Protesters from several states press Target to oppose Minnesota’s immigration crackdown

NEW YORK (AP) — Activists planned protests at more than two dozen Target stores across the United States on Wednesday to pressure the discount retailer to take a public stand against a 5-week immigration crackdown in his home state of Minnesota.

ICE Out Minnesota, a coalition of community groups, faith leaders, unions and other critics of the federal operation, called for sit-ins and other demonstrations to continue at Target locations for a full week. Target’s headquarters are located in Minneapolis, where federal officers last month killed two residents who had participated in protests against ICE, and its name adorns the city’s baseball stadium and an arena where its basketball teams play.

“They claim to be part of the community, but they don’t oppose ICE,” said Elan Axelbank, a member of the Minnesota chapter of Socialist Alternative, which describes itself as a revolutionary political group. He staged a protest Wednesday outside a Target store in Minneapolis’ Dinkytown shopping district.

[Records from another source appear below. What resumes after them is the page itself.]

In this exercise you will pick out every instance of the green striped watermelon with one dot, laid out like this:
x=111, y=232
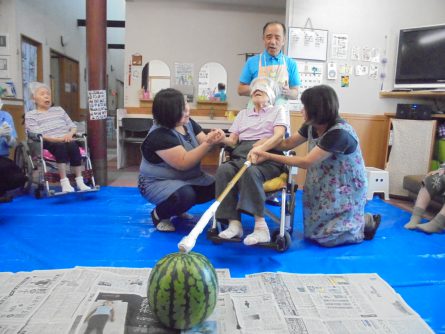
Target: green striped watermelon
x=182, y=290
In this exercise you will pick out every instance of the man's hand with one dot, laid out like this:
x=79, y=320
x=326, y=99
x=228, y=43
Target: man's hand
x=257, y=155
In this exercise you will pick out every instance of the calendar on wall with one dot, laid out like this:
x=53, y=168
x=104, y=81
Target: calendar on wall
x=311, y=74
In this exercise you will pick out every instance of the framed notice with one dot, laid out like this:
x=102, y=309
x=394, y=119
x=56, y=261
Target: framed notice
x=307, y=43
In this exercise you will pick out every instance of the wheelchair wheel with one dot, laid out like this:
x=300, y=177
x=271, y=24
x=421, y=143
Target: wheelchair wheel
x=22, y=159
x=282, y=243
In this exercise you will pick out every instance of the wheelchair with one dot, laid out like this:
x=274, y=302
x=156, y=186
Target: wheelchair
x=39, y=165
x=285, y=187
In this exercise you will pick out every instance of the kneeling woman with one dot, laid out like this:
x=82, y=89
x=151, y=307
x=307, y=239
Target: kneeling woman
x=170, y=172
x=334, y=195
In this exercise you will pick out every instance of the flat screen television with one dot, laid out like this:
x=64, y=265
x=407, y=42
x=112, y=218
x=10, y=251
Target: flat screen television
x=421, y=58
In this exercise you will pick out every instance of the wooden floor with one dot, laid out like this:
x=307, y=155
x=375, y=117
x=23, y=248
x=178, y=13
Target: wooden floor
x=128, y=177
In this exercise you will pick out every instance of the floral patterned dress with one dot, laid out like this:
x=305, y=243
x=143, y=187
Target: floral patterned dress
x=334, y=195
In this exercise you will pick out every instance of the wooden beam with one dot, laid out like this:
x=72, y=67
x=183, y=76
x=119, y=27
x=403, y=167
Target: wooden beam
x=110, y=23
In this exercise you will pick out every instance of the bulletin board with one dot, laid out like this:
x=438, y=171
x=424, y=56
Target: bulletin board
x=307, y=43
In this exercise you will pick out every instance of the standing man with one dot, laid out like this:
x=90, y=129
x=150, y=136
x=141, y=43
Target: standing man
x=272, y=63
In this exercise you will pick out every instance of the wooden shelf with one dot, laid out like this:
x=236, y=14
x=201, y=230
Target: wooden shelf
x=414, y=94
x=215, y=105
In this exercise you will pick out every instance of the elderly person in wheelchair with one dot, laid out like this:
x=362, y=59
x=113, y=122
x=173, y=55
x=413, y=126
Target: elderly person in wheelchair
x=263, y=125
x=57, y=131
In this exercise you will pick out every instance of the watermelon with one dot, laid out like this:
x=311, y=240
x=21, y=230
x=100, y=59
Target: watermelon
x=182, y=290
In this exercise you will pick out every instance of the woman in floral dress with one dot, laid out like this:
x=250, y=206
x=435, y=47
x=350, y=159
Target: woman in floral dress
x=334, y=195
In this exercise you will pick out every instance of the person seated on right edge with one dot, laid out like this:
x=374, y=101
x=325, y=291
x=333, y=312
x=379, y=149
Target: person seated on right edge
x=11, y=177
x=262, y=124
x=58, y=132
x=433, y=184
x=334, y=194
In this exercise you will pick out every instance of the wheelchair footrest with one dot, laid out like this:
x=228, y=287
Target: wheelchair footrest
x=212, y=236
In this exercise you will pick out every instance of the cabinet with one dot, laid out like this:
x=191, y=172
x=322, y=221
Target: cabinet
x=409, y=150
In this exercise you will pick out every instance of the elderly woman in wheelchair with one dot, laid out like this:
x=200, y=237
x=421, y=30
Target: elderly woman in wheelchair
x=263, y=125
x=57, y=131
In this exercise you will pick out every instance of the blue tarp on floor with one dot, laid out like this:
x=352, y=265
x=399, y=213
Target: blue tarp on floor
x=112, y=227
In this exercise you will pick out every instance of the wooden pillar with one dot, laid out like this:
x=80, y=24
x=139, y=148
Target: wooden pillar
x=96, y=33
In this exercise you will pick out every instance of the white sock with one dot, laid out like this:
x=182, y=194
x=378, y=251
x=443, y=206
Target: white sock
x=66, y=186
x=235, y=229
x=260, y=233
x=80, y=184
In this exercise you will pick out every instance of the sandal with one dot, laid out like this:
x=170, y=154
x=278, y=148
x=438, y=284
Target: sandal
x=371, y=230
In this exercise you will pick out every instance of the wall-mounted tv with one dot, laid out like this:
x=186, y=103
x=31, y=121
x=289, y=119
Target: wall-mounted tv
x=421, y=58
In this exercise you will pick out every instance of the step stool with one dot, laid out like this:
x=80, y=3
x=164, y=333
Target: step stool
x=378, y=182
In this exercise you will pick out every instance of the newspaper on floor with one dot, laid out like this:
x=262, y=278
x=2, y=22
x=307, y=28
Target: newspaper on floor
x=114, y=300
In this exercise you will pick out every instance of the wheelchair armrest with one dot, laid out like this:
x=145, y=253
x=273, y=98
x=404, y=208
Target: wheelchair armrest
x=80, y=136
x=34, y=136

Demonstrations were also scheduled in St. Paul, Minnesota, Boston, Chicago, Honolulu, Philadelphia, Pittsburgh, Raleigh, North Carolina, San Diego, Seattle and other cities, as well as suburban areas in Minnesota, California and Massachusetts. Target declined to comment on the protests Wednesday.

Target first became a target for critics of the Trump administration’s increased law enforcement after a widely circulated video showed federal agents detaining two Target employees at a store in the Minneapolis suburb of Richfield last month. Luis Argueta, a spokesman for Unidos Minnesota, an immigrant-led social justice advocacy organization that is part of the ICE Out Minnesota coalition, said his group is focusing its protests on the Richfield store.

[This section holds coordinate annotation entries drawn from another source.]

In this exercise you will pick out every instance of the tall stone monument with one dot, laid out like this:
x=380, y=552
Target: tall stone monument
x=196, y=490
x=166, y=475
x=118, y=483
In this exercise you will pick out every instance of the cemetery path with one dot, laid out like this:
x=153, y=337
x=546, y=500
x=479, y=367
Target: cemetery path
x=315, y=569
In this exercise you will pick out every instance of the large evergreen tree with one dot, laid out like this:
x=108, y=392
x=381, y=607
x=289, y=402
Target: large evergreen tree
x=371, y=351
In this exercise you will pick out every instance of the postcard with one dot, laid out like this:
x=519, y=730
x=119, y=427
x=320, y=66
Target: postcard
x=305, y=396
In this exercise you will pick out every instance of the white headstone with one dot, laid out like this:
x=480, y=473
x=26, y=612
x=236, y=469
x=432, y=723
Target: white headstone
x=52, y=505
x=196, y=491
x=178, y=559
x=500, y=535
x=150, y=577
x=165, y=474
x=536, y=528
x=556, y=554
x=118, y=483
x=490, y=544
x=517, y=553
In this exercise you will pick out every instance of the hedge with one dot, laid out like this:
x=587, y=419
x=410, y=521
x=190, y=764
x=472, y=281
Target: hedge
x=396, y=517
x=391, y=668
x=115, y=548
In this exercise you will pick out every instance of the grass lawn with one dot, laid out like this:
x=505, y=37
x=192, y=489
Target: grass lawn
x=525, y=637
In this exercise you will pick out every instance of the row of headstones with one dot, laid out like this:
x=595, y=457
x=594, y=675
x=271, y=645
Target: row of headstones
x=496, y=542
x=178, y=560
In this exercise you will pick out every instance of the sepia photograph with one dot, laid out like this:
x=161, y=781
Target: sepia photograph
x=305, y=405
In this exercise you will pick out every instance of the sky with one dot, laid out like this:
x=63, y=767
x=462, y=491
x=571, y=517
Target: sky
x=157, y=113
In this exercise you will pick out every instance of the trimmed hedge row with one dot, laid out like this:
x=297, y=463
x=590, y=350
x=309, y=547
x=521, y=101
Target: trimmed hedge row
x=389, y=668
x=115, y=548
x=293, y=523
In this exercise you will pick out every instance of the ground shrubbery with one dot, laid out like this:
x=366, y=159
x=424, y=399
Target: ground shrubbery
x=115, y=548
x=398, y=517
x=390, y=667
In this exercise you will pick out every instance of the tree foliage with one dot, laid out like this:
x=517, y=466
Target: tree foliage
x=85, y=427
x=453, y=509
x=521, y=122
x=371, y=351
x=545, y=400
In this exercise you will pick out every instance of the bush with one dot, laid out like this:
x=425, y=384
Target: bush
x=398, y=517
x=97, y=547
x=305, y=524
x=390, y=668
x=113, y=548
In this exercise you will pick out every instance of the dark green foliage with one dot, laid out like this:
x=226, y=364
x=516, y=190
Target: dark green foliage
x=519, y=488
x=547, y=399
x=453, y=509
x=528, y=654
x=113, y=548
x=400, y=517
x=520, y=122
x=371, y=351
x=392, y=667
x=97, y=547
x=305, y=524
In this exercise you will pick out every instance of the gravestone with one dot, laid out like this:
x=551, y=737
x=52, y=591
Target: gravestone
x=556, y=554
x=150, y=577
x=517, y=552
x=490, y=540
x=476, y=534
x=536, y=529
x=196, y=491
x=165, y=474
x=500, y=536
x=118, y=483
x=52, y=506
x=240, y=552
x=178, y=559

One of the demands of Wednesday’s protests is that Target bar federal agents from entering stores unless they have warrants authorizing arrests.

Some lawyers have argued that anyone, including U.S. border and immigration and customer enforcement agents, without signed warrants can enter public areas of a business at will. Public areas include restaurant dining areas, open parking lots, office lobbies and shopping lobbies, but not back offices, closed kitchens or other areas of a business that are generally off limits to the public and where privacy would be reasonably expected, those attorneys say.

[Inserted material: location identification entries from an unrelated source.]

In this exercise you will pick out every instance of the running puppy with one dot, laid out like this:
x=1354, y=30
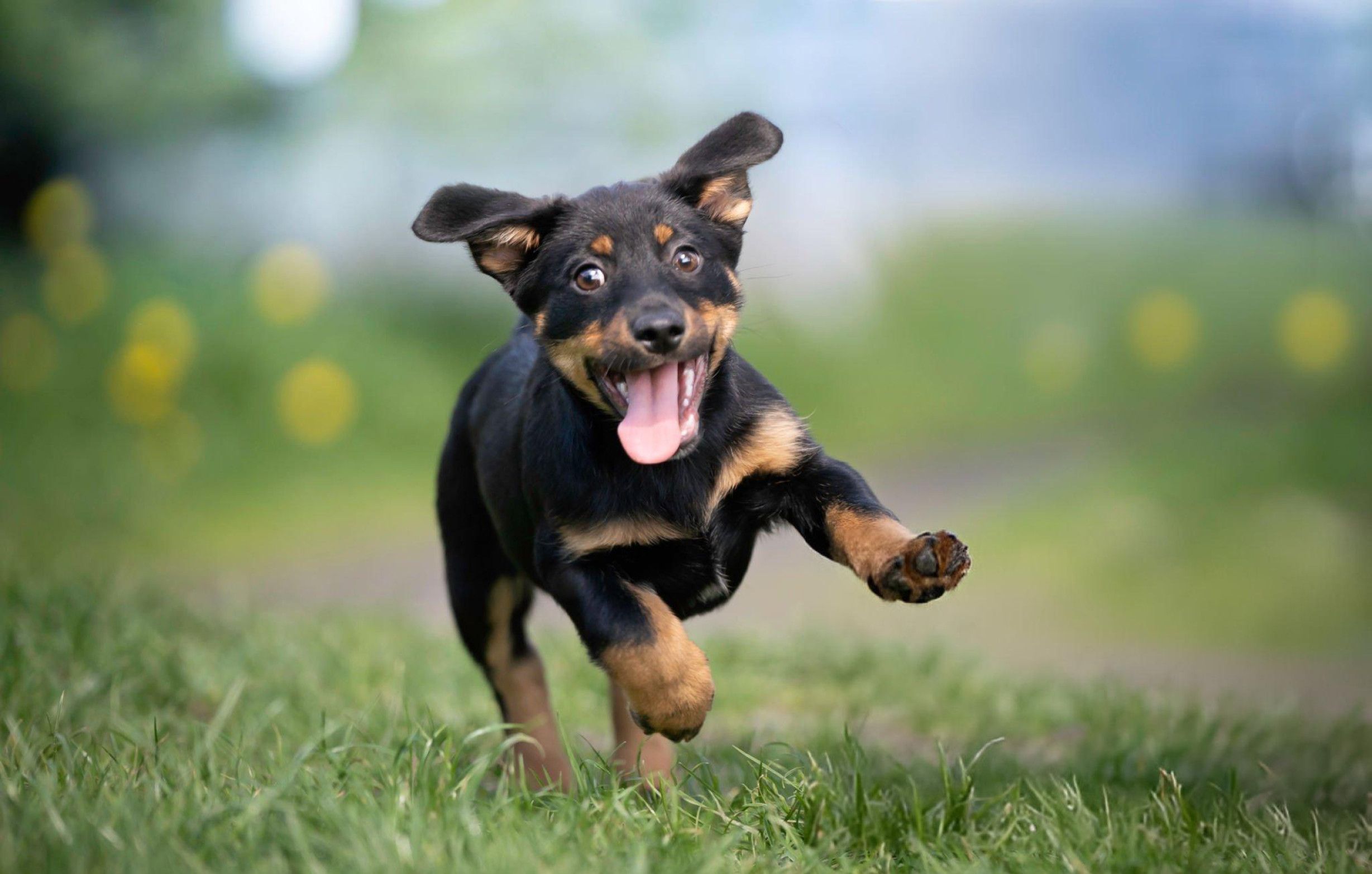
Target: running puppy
x=620, y=456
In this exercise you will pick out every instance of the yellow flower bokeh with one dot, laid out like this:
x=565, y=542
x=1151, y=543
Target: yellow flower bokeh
x=28, y=352
x=290, y=283
x=76, y=283
x=1164, y=330
x=59, y=213
x=1315, y=331
x=170, y=448
x=316, y=402
x=1055, y=357
x=143, y=382
x=165, y=324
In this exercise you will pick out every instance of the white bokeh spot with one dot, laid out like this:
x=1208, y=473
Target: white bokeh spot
x=291, y=43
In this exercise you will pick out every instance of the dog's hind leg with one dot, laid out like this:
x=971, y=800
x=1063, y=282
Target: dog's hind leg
x=648, y=755
x=490, y=602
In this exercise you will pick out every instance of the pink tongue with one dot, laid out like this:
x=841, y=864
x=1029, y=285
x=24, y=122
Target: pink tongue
x=651, y=433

Target has not commented publicly on the retention of store employees. CEO Michael Fiddelke, who became Target’s chief executive on Feb. 2, sent a video message to the company’s 400,000 workers two days after a Border Patrol agent and a Customs and Border Protection officer shot and killed Minneapolis resident Alex Pretti on Jan. 24.

Fiddelke said the “violence and loss of life in our community is incredibly painful,” but he did not mention the immigration crackdown or the fatal shootings of Pretti, an intensive care nurse at a U.S. Veterans Affairs Medical Center in Minneapolis, and Renee Good, a mother of three, who were pulled over in their car by an ICE agent.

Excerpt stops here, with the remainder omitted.